I am expanding my current breeding loft as now I am planning to fly ybs and to prepare them for next year competitions. Its in progress and I also have to color the old breeding loft. I will post new pictures from time to time.


----------



## Prince (Oct 29, 2006)

some more ....


----------



## beatlemike (Nov 28, 2009)

Nice loft! I like it.


----------



## almondman (Aug 22, 2009)

Very nice start for your expansion! Please keep the pictures coming as you progress. Thank you for sharing!


----------



## Skyeking (Jan 17, 2003)

*Very nice, I love the space they have.*


----------



## Prince (Oct 29, 2006)

Thank you everybody for appreciation  roofs of both left side partitions are done and now we are working on perches and the flying cage.


----------



## hamza syed (Jun 22, 2012)

Very Nice looking loft !!


----------



## sreeshs (Aug 16, 2009)

Very nice


----------



## Prince (Oct 29, 2006)

after the roofs are done


----------



## Prince (Oct 29, 2006)

flying cage is done


----------



## Prince (Oct 29, 2006)

with pigeons


----------



## Prince (Oct 29, 2006)




----------



## Prince (Oct 29, 2006)

Last one


----------



## Prince (Oct 29, 2006)

Now we are working on lights and coloring the old cage.

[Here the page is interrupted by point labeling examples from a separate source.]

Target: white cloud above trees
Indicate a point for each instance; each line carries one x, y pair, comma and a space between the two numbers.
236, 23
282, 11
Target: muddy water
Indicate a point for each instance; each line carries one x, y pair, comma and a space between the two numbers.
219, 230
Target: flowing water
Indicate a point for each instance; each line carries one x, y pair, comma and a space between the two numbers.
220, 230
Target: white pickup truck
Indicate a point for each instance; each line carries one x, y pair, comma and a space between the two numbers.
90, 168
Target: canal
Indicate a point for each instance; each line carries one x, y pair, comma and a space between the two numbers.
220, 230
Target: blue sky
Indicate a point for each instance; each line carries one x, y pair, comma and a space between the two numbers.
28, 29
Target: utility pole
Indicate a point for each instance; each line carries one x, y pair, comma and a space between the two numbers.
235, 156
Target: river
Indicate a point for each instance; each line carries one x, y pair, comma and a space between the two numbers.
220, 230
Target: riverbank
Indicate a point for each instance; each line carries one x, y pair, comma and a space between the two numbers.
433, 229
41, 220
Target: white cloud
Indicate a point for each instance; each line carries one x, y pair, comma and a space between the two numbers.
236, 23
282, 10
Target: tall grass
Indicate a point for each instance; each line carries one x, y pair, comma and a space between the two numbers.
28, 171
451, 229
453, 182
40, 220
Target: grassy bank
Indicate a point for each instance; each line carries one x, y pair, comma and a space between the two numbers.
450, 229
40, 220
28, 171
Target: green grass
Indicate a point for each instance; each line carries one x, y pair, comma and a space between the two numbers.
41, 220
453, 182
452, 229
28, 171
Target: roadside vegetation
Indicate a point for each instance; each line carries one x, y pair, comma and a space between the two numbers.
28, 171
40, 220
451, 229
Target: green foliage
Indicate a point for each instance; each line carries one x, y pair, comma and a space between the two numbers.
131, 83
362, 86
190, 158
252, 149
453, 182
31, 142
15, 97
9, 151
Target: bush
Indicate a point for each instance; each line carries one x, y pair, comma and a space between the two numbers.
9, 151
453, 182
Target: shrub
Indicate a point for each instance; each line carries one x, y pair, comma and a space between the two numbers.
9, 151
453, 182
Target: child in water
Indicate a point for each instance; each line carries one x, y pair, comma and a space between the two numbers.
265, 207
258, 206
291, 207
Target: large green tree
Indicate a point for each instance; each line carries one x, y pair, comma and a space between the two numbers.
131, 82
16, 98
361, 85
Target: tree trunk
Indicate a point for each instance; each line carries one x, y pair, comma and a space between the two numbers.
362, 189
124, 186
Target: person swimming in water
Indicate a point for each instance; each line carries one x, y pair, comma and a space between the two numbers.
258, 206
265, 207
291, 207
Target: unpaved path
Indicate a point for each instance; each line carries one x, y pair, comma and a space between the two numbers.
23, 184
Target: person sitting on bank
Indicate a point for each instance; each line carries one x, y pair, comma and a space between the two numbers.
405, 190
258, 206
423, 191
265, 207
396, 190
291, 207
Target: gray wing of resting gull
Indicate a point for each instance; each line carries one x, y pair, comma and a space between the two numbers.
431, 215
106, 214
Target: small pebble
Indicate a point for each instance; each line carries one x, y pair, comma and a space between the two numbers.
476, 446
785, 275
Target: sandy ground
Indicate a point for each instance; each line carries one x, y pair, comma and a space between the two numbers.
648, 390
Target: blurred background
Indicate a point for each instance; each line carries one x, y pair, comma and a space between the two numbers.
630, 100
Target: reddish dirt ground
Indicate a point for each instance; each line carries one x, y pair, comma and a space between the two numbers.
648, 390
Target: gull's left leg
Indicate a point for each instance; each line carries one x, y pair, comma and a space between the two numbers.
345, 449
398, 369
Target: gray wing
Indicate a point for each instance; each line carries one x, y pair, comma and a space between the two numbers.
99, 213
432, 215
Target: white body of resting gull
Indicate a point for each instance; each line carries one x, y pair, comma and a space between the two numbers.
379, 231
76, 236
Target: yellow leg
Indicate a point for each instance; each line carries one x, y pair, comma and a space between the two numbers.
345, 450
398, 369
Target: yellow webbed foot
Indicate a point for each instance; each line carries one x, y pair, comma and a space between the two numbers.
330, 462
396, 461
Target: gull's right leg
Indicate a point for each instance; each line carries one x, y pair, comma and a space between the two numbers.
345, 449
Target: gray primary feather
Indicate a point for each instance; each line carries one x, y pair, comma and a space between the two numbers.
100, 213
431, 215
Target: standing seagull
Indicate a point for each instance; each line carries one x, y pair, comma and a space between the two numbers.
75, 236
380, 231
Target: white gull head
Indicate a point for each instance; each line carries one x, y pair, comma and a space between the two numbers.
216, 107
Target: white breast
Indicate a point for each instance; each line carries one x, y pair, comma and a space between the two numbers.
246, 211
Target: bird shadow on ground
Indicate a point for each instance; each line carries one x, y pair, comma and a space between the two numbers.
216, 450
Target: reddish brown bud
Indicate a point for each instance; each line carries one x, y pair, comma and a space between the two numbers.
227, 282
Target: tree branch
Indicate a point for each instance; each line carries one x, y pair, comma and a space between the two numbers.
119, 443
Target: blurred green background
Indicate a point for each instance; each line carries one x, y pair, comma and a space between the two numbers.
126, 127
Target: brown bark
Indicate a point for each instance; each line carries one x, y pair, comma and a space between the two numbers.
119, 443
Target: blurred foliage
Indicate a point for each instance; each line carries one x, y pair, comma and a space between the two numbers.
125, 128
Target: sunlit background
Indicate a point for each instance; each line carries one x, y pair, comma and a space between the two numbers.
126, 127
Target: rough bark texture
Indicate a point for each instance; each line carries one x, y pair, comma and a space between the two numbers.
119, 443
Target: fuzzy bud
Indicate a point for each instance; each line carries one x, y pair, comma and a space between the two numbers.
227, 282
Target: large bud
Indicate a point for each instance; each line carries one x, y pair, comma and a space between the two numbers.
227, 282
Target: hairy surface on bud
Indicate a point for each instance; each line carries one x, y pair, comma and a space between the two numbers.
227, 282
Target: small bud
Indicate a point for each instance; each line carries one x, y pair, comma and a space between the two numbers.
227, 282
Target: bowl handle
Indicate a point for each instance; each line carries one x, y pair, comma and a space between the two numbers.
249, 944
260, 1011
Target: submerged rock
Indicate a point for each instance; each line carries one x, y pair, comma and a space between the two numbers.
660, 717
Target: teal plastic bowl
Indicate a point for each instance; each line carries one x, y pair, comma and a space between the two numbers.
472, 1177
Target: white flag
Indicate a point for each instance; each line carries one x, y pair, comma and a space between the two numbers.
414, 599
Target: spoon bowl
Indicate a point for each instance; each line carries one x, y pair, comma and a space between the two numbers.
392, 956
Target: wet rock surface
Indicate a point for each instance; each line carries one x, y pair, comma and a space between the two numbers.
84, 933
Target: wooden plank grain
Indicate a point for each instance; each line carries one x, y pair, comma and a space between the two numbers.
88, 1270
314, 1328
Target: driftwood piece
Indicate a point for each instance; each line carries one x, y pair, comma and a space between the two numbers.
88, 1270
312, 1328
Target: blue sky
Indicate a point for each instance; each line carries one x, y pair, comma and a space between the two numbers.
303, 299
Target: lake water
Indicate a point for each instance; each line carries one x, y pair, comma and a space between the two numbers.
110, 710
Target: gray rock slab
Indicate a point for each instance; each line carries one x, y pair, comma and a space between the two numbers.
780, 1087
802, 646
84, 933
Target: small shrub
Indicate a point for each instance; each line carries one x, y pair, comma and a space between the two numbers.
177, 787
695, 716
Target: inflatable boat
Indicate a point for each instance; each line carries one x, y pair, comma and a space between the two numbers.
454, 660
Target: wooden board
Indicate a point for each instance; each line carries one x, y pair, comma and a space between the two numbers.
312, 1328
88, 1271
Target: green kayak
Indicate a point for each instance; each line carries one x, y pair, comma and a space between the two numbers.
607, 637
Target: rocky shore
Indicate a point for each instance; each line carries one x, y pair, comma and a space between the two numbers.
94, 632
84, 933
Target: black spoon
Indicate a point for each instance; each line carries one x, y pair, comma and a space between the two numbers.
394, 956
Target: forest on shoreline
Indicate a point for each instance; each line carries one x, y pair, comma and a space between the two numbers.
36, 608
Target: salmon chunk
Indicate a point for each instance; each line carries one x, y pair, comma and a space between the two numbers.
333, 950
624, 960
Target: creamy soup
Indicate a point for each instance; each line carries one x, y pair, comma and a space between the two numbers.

Last sunday I flew 2 pigeons one adult and one kid. adult came back and kid came next day.  will release two more tomorrow


----------



## Skyeking (Jan 17, 2003)

*Nice aviary!*


----------



## satinette tippler (Jul 7, 2012)

Nice looking loft and nice birds. are does kaal sirey pigeon ??


----------



## Prince (Oct 29, 2006)

Thanks for liking ... yes some of them are kalsiray rest are different breeds.


----------



## RockPigeon<3er (Aug 2, 2012)

Very pretty, it's very refined and good set up. I must be the only One curious but why is there a rooster locked under your pijis?


----------



## Prince (Oct 29, 2006)

thanks for liking the setup ... there are two hens as well with the rooster in that cage  i moved pigeons to new setup and this one is now serving to our rooster and hens


----------